Seine neue Serie von Zentrallüftungsgeräten airtech hat Ciat erstmals auf der IKK 2004 in Nürnberg präsentiert.
Innerhalb des Gesamtkonzeptes zur zentralen Luftbehandlung des Unternehmens stellt diese Serie die modular aufgebaute Basis für alle Anwendungsbereiche dar.
Zentrallüftungsgeräte-Serie "airtech"
Vollständig neu entwickelt wurde nach Herstellerangaben das Filtersystem des Gerätes, das nun mit zwei unabhängigen Stufen auch höchsten Anforderungen gerecht wird. Die Dichtgrade übertreffen unter anderem die maximalen Anforderungen der EN 1886. Garanten hierfür sind in der Vorfiltration, Kompressions-Gleitstücke auf Gegenrahmen mit einer speziellen Umfangdichtung. In der Endfiltration werden für eine höhere Leistung eine doppelte Dichtsperre eingesetzt.
Darüber hinaus sind die Paneele konstruktionstechnisch völlig voneinander getrennt worden, um auch einer eventuellen mechanischen Verformung bei Wartungsarbeiten standzuhalten und so jederzeit die hohe Filterqualität zu gewährleisten.
Das Gerät ist Eurovent zertifiziert. Hierbei wurden beste Werte unter anderem beim Wärmeverlust über die Gehäusewand in der Güteklasse T2 und bei den Wärmebrücken des Gehäuses in der Güteklasse TB2 erzielt.

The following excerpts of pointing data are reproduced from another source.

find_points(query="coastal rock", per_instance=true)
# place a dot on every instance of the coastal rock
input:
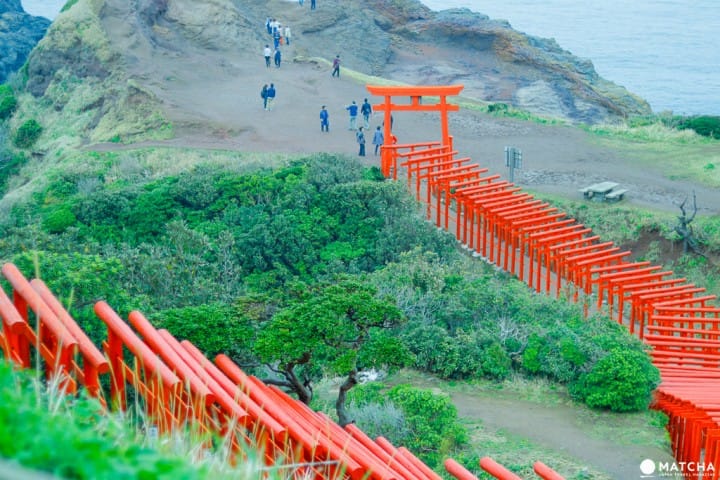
(100, 57)
(19, 33)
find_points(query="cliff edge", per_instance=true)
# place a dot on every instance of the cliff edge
(110, 59)
(19, 33)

Hierdurch werden zudem auch die Anforderungen deutscher Empfehlungen und alle gängigen europäischen Normen bei weitem übertroffen.
Die Produktreihe ist vollständig modular aufgebaut und umfasst elf Leistungsgrößen mit Luftvolumenstömen von 1.000 bis 66.000 m³/h. Durch doppelwandige Bleche mit dazwischen liegender 50 mm-Dämmung sind besonders niedrige Schallemissionen erreicht worden. Dies werden durch weitere konstruktive Details wie die Ventilator-Montage auf einem schwingungsfreien Lagerblock mit serienmäßigen Federdämpfern zusätzlich unterstützt.
Besonderes Augenmerk wurde auf den Aufbau des Zentrallüftungsgerätes hinsichtlich der Voraussetzungen für eine einwandfreie Hygiene gelegt.
"Hygiene entsteht dann, wenn der einwandfreie Aufbau des Gerätes die Basis dafür liefert und erstens absolut glatte Innenflächen nach EN 13053 bietet, ohne dass auch nur eine Schraube in den Inneraum hineinragt", so Gerhard Zug, Geschäftsführer der Ciat Kälte- und Klimatechnik, der weiter erläutert: "Fast noch wichtiger ist es aber, dass die Wartung über die gesamte Betriebsphase erleichtert wird und das Zentrallüftungsgerät genau die Anforderungen der Praxis an eine schnelle und absolut hygienische Wartung erfüllt."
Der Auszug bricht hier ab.